During the depression, some 1,000 WPA artists helped ferret the dusty, peeling masterpieces from Shaker barns, Manhattan antique shops, Southern California missions and New England historical societies, and sketched them according to rigid specifications.
Put together for the National Gallery as an enormous Index of American Design, which artists and manufacturers can study in one place instead of seeking out the scattered originals, it makes a file of about 22,000 pencil and watercolor copies of 17th, 18th and 19th Century homemade art. Some of the collection has been seen before (notably at Manhattan's Metropolitan Museum); other parts will eventually be reproduced in a companion volume to the National Gallery's Masterpieces of Art.
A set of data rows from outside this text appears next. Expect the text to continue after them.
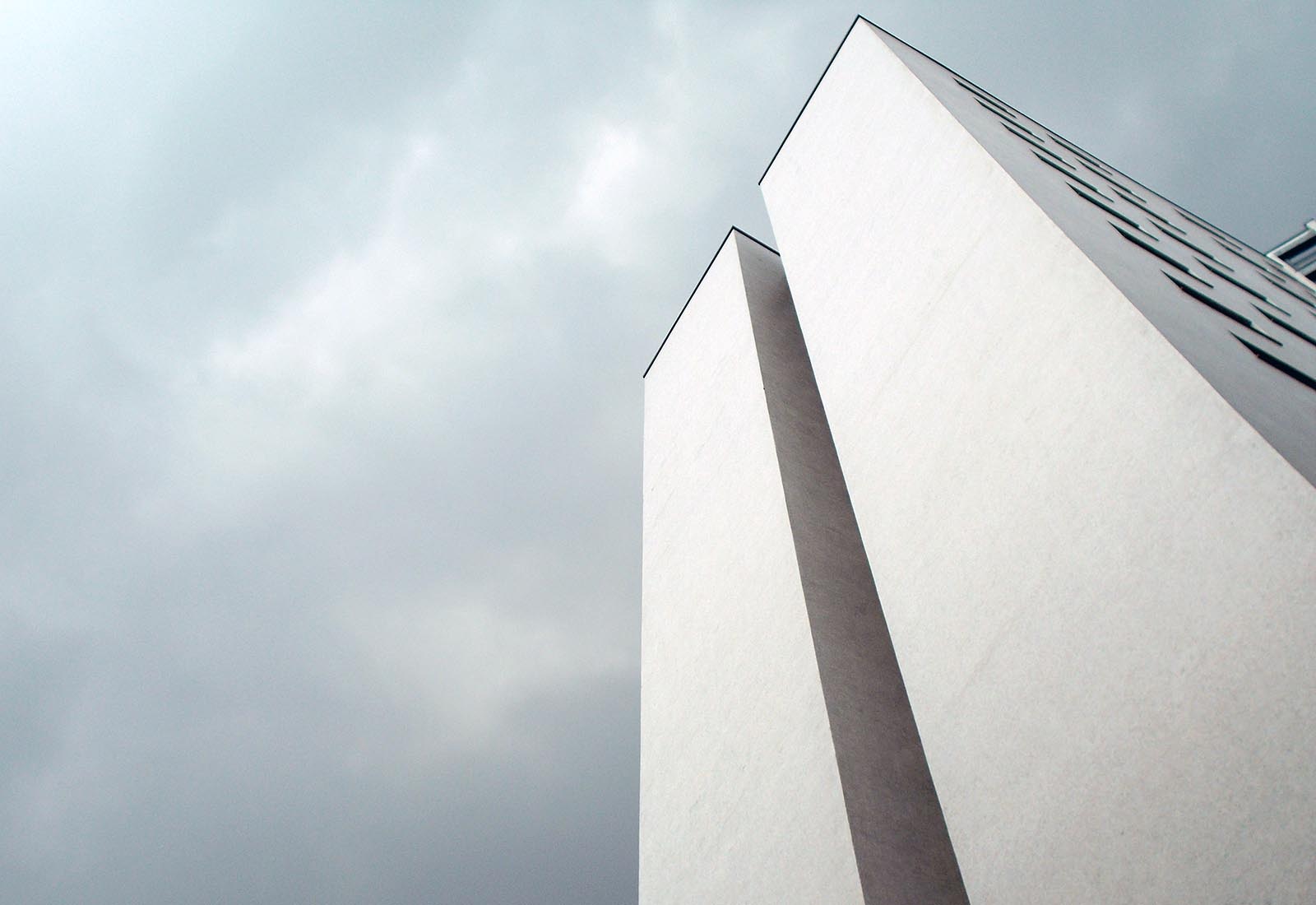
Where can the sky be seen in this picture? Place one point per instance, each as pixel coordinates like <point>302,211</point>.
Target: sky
<point>322,336</point>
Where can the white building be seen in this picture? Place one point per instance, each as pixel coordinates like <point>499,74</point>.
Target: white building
<point>1070,446</point>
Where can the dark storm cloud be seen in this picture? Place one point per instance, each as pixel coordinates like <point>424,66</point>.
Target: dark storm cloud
<point>322,336</point>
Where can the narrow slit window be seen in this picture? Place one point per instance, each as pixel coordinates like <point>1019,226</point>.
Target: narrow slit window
<point>1063,166</point>
<point>1023,132</point>
<point>1090,187</point>
<point>1186,242</point>
<point>1278,364</point>
<point>1004,114</point>
<point>1107,208</point>
<point>1286,325</point>
<point>985,98</point>
<point>1149,212</point>
<point>1147,246</point>
<point>1217,268</point>
<point>1215,305</point>
<point>1285,288</point>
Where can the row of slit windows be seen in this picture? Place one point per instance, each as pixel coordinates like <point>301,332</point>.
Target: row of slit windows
<point>1144,237</point>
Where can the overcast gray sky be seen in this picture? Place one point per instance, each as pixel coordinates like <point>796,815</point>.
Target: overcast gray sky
<point>322,329</point>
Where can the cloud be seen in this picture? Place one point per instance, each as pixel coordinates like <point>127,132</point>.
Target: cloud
<point>322,336</point>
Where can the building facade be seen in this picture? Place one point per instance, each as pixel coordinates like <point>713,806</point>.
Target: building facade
<point>978,566</point>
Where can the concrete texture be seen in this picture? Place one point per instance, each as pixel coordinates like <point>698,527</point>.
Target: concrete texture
<point>901,841</point>
<point>740,793</point>
<point>1090,527</point>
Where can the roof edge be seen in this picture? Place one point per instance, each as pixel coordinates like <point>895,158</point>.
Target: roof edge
<point>734,230</point>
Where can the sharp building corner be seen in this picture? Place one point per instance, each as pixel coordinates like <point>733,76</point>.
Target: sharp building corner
<point>978,570</point>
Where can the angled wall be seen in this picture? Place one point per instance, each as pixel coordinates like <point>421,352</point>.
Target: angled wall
<point>1099,577</point>
<point>740,795</point>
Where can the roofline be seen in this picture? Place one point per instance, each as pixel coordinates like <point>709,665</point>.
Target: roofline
<point>809,98</point>
<point>730,232</point>
<point>958,75</point>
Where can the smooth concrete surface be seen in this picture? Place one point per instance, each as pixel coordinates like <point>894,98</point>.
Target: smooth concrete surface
<point>1099,577</point>
<point>740,795</point>
<point>1281,406</point>
<point>901,841</point>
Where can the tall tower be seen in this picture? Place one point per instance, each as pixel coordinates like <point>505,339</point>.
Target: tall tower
<point>980,529</point>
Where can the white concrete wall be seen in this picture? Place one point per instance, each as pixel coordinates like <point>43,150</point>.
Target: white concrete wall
<point>1099,579</point>
<point>740,793</point>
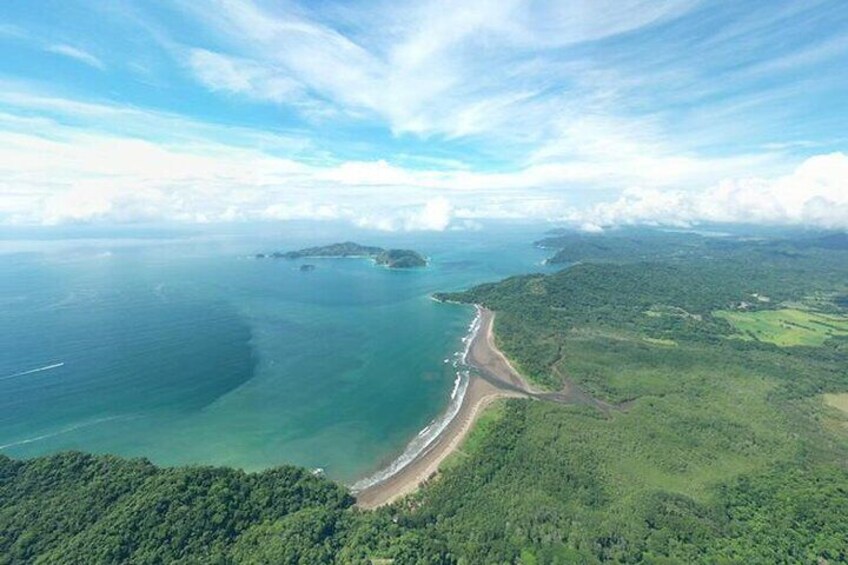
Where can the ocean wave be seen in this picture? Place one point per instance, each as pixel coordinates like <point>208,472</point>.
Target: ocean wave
<point>425,439</point>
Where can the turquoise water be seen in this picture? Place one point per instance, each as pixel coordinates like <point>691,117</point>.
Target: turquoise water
<point>182,348</point>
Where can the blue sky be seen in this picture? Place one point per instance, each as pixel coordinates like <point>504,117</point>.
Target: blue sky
<point>424,115</point>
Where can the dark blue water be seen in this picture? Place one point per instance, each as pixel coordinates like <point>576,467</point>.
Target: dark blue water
<point>182,348</point>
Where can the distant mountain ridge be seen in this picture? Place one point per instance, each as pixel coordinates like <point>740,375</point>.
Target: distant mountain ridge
<point>391,258</point>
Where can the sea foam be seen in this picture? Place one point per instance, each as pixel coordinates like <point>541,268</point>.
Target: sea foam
<point>425,439</point>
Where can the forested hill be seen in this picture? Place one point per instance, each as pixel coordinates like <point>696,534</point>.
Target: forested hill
<point>724,368</point>
<point>75,508</point>
<point>391,258</point>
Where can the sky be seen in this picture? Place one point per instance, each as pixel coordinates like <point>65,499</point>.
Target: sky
<point>424,115</point>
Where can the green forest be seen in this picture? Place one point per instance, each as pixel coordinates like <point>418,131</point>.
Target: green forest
<point>716,444</point>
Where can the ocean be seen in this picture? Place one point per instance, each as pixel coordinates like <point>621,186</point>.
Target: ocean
<point>179,346</point>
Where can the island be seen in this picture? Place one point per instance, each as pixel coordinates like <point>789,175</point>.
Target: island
<point>390,258</point>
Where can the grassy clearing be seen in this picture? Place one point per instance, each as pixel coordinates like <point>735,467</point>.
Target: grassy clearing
<point>787,327</point>
<point>838,401</point>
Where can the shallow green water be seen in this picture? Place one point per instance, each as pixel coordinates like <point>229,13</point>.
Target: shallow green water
<point>183,349</point>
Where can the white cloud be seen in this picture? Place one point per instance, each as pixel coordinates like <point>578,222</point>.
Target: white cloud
<point>77,54</point>
<point>434,215</point>
<point>63,167</point>
<point>815,193</point>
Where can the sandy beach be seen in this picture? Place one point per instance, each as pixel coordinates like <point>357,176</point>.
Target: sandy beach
<point>497,379</point>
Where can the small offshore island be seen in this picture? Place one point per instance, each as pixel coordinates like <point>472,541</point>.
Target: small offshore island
<point>390,258</point>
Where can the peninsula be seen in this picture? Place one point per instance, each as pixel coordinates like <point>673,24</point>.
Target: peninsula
<point>391,258</point>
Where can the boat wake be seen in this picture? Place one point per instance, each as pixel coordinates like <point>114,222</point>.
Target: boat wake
<point>426,438</point>
<point>63,431</point>
<point>31,371</point>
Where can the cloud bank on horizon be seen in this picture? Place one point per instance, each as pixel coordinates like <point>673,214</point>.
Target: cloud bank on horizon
<point>425,115</point>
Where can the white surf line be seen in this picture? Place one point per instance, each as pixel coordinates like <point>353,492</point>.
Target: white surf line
<point>427,437</point>
<point>31,371</point>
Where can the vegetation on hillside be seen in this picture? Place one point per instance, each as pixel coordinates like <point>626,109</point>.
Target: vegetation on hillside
<point>391,258</point>
<point>715,449</point>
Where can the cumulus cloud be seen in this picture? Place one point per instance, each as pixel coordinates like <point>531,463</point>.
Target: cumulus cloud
<point>434,215</point>
<point>815,193</point>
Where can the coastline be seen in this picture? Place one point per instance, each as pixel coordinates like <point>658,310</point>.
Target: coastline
<point>495,378</point>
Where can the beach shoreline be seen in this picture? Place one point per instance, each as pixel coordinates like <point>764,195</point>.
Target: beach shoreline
<point>493,377</point>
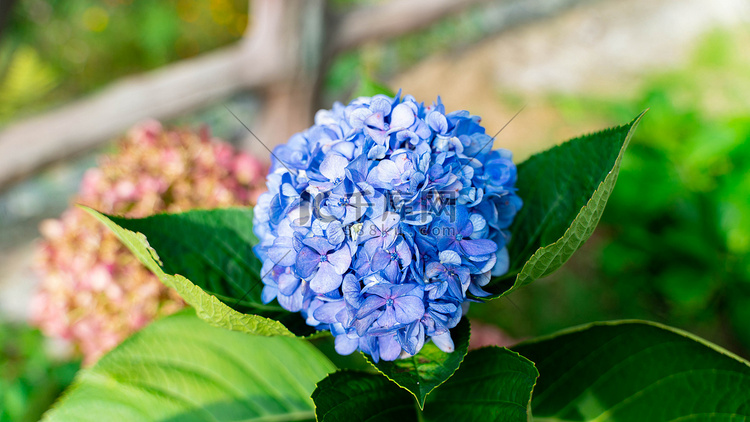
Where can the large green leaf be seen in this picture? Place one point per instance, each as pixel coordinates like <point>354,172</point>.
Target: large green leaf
<point>564,190</point>
<point>423,372</point>
<point>213,249</point>
<point>491,384</point>
<point>182,369</point>
<point>636,371</point>
<point>350,396</point>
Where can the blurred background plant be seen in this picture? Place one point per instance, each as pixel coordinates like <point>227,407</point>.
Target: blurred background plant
<point>30,377</point>
<point>673,246</point>
<point>94,292</point>
<point>55,50</point>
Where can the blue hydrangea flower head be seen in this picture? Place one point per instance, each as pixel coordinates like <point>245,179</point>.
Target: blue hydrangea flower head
<point>383,220</point>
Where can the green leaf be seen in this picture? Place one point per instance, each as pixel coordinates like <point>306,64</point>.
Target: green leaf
<point>564,190</point>
<point>423,372</point>
<point>491,384</point>
<point>213,249</point>
<point>631,370</point>
<point>182,369</point>
<point>349,396</point>
<point>368,87</point>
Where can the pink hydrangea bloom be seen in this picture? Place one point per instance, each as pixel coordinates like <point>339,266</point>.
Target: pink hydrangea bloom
<point>93,292</point>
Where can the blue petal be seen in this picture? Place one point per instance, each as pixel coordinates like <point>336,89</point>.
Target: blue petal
<point>370,304</point>
<point>444,342</point>
<point>288,283</point>
<point>340,259</point>
<point>326,279</point>
<point>389,347</point>
<point>307,262</point>
<point>402,117</point>
<point>345,345</point>
<point>408,309</point>
<point>478,247</point>
<point>333,167</point>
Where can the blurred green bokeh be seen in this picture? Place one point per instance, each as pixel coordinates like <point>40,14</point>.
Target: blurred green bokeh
<point>673,245</point>
<point>674,242</point>
<point>30,380</point>
<point>56,50</point>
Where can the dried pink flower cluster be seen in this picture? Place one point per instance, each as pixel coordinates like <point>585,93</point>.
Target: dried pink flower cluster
<point>94,293</point>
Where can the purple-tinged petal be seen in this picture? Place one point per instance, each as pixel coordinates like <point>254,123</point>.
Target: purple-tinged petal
<point>503,262</point>
<point>408,309</point>
<point>319,244</point>
<point>380,105</point>
<point>288,283</point>
<point>268,294</point>
<point>380,260</point>
<point>326,279</point>
<point>437,122</point>
<point>389,347</point>
<point>388,318</point>
<point>444,342</point>
<point>363,324</point>
<point>327,312</point>
<point>340,259</point>
<point>384,173</point>
<point>282,252</point>
<point>450,257</point>
<point>333,167</point>
<point>351,290</point>
<point>402,117</point>
<point>478,247</point>
<point>293,302</point>
<point>345,345</point>
<point>433,269</point>
<point>307,262</point>
<point>370,304</point>
<point>335,233</point>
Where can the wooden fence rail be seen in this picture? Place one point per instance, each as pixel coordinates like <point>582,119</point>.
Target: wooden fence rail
<point>283,55</point>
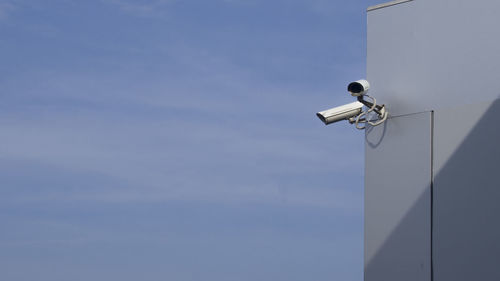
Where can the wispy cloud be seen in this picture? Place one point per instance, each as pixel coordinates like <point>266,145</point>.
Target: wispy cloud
<point>141,8</point>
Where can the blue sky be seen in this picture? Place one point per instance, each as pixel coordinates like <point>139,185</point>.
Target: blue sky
<point>177,140</point>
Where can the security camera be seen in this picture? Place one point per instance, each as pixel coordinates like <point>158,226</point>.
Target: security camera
<point>340,113</point>
<point>374,114</point>
<point>358,88</point>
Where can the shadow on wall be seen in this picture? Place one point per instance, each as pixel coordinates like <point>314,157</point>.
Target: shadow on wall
<point>465,202</point>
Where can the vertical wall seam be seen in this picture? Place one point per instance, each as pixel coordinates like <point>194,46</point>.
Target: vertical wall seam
<point>432,196</point>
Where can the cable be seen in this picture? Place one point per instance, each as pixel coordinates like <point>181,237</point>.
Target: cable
<point>382,114</point>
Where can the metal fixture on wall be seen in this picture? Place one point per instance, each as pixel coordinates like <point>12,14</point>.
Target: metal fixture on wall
<point>374,115</point>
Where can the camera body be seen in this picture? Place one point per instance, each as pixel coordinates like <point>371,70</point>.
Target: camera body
<point>339,113</point>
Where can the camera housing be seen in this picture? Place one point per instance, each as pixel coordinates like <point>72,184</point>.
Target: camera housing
<point>340,113</point>
<point>358,88</point>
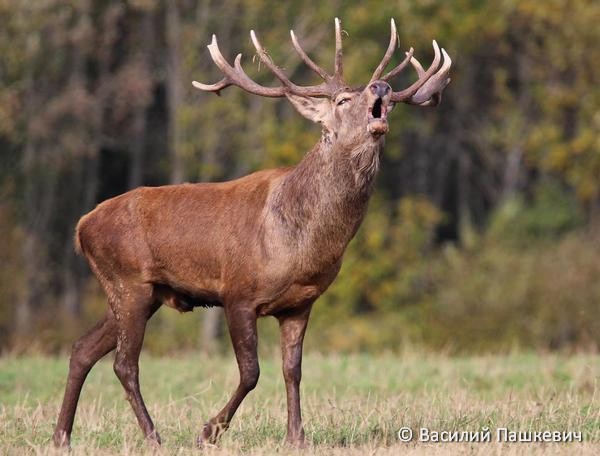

WPA's painted record turned out to be cheaper than color photographs, and had some of the infinite variety and savor of the handmade stuff--alongside which most modern mass produced items looked blandly dull.
At $60 to $94 a month, artists spared no pains to reproduce the intricate, scaly silhouette of an Indian archer weather vane, the plump tarnished elegance of a cigar store squaw, or the streamlined rush of the rooster carved by a Vermont cabinetmaker for a horse-drawn carrousel at a St. Johnsbury fair.